I moved on with my life, but it was never the same. A few years later, I attempted suicide and thankfully was not successful. After that I was able to tell my truth to one or two people close to me. They believed me and loved me anyway. I am thankful for them.
To those I didn't tell the truth to, I am sorry. It was never about you. The repercussions never go away. I am always startled, even if I know who is in the house. I am overwhelmed by group bathrooms along with movies and media showing a woman being mistreated. Over the years, I've kept my truth tucked away because I knew the questions would follow.
"Why didn't you tell the truth?"
"Why are you talking about it now?"
"Why did you lie?"
"Did this really happen?"
One of the reasons Sen. Lindsey Graham didn't seem to believe Dr. Christine Blasey Ford's testimony regarding Kavanaugh was because she couldn't remember the exact date. I can't remember the exact date, either — nor do I remember the exact date my house burned down in high school. But both happened.

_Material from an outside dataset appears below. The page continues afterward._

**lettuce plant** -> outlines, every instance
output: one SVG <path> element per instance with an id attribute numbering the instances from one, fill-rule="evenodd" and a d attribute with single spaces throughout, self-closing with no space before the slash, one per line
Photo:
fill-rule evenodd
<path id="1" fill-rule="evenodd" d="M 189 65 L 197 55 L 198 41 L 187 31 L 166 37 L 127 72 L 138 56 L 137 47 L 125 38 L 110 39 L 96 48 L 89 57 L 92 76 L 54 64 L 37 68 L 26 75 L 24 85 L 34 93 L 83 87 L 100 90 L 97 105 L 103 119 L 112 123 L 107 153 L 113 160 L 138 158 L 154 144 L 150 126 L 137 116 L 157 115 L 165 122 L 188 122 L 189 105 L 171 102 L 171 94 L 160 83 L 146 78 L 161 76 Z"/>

Today, during the same month my rape occurred 30 years ago, I am telling my story, because our stories matter no matter when they are told. I believe sharing my story may make it easier for someone else to share theirs — or at least feel they are not alone.
To the hashtags #metoo and #whyIdidn'treport, I would add #ourstoriesmatternomatterwhentheyaretold.
Jenni Wolfe of Duluth is an elementary school teacher in the Superior school district.